Department of Endocrinology and Metabolism, Shanghai Clinical Center for Diabetes, Shanghai Jiao Tong University Affiliated Sixth People's Hospital, Shanghai, China.
Shanghai Key Laboratory of Diabetes Mellitus, Shanghai, China.
J Diabetes Investig. 2022 Feb;13(2):328-335. doi: 10.1111/jdi.13652. Epub 2021 Sep 17.
AIMS/INTRODUCTION: Diabetic peripheral neuropathy is a common diabetes-related microvascular complication. The relationship between peripheral nerve function and glucose variability is unclear. We investigated the association of glucose variability with subclinical diabetic polyneuropathy in a large-scale sample of patients with type 2 diabetes.
We enrolled 509 individuals with type 2 diabetes who were screened for diabetic peripheral neuropathy and monitored using a continuous glucose monitoring system. Multiple glycemic variability parameters, including the mean amplitude of glycemic excursions, glucose standard deviation (SD ) and glucose coefficient of variation were calculated from 3-day glucose profiles obtained from continuous glucose monitoring. All participants underwent nerve conduction studies, and the composite Z-scores for nerve conduction parameters were calculated.

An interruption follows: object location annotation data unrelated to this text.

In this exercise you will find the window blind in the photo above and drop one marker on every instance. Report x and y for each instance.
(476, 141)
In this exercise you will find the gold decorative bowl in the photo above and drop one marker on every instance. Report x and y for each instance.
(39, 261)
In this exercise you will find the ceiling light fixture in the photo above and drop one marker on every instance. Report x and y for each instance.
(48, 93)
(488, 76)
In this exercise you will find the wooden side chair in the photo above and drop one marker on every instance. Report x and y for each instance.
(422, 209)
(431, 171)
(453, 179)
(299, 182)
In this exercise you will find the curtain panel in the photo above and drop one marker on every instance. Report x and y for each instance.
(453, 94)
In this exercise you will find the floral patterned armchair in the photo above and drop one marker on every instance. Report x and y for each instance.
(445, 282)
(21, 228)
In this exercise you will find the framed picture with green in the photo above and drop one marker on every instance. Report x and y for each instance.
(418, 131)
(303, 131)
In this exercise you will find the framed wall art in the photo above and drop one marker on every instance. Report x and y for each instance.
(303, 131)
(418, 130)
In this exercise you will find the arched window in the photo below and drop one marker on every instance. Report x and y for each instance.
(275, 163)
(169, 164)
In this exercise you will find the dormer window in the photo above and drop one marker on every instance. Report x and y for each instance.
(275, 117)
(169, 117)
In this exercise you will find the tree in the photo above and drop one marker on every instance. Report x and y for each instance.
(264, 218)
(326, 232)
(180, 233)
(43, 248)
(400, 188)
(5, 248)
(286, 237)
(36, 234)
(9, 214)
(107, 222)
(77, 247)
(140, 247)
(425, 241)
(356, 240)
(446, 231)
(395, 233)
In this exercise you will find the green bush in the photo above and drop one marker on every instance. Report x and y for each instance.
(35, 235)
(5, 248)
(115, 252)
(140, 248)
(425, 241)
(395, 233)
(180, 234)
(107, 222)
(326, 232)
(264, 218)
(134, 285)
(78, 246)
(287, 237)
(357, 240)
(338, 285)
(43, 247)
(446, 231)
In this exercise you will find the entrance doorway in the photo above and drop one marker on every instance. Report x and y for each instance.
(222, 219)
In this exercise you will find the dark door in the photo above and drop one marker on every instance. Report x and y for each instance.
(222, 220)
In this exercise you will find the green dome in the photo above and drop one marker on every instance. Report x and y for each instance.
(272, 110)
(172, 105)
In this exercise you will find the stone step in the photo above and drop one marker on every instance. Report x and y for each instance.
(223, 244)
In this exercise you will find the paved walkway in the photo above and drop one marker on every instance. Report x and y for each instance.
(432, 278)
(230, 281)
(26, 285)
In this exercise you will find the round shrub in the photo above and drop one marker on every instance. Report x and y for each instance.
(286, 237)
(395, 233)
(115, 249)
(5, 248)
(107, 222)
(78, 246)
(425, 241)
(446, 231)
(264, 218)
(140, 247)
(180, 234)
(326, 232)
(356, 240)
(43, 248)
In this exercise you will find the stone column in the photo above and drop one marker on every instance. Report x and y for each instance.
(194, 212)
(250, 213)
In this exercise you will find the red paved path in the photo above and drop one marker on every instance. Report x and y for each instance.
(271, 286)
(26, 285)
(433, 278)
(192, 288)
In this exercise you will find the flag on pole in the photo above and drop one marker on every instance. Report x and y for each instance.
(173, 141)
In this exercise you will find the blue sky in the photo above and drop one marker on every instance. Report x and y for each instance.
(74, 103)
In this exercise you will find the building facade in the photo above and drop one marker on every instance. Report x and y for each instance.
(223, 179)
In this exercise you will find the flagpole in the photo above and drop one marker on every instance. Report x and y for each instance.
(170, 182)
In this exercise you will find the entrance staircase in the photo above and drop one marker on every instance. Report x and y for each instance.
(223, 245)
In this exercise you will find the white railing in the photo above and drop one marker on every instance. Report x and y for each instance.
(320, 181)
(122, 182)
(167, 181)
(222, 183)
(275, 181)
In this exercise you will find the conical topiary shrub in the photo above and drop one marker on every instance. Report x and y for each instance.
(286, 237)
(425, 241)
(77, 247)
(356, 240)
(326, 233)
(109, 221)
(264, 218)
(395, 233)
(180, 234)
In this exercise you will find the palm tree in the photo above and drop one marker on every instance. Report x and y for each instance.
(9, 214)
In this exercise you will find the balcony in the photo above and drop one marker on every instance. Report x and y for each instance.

Multivariate logistic regression analyses showed that SD and the conventional risk factor hemoglobin A1c (HbA1c) were independently associated with abnormal nerve function, and the corresponding odds ratios (95% confidence interval) were 1.198 (1.027-1.397, SD ) and 1.182 (1.061-1.316, HbA1c), respectively. The composite Z-score of nerve conduction velocity and response amplitude obviously decreased with greater SD , and the composite Z-score of distal latency significantly increased with increasing tertiles of SD (all P trend <0.05). After adjusting for age, sex, body mass index, diabetes duration and HbA1c, SD was independently associated with nerve conduction velocity (β = -0.124, P = 0.021).
The SD is a significant independent contributor to subclinical diabetic polyneuropathy, in addition to conventional risk factors including diabetes duration and HbA1c.
目的/引言:糖尿病周围神经病变是一种常见的糖尿病相关微血管并发症。周围神经功能与血糖变异性之间的关系尚不清楚。我们在一项大规模的 2 型糖尿病患者样本中研究了血糖变异性与亚临床糖尿病多发性神经病的关系。
我们招募了 509 名 2 型糖尿病患者,他们接受了糖尿病周围神经病变筛查,并使用连续血糖监测系统进行监测。从连续血糖监测获得的 3 天血糖谱中计算出多种血糖变异性参数,包括血糖波动幅度的平均值、血糖标准差(SD)和血糖变异系数。所有参与者都进行了神经传导研究,并计算了神经传导参数的综合 Z 分数。
多变量逻辑回归分析显示,SD 和传统危险因素糖化血红蛋白(HbA1c)与异常神经功能独立相关,相应的优势比(95%置信区间)分别为 1.198(1.027-1.397,SD)和 1.182(1.061-1.316,HbA1c)。SD 越大,神经传导速度和反应幅度的综合 Z 分数明显降低,SD 三分位数越高,远端潜伏期的综合 Z 分数显著增加(所有 P 趋势<0.05)。在调整年龄、性别、体重指数、糖尿病病程和 HbA1c 后,SD 与神经传导速度独立相关(β=-0.124,P=0.021)。
除了包括糖尿病病程和 HbA1c 在内的传统危险因素外,SD 也是亚临床糖尿病多发性神经病的一个重要独立危险因素。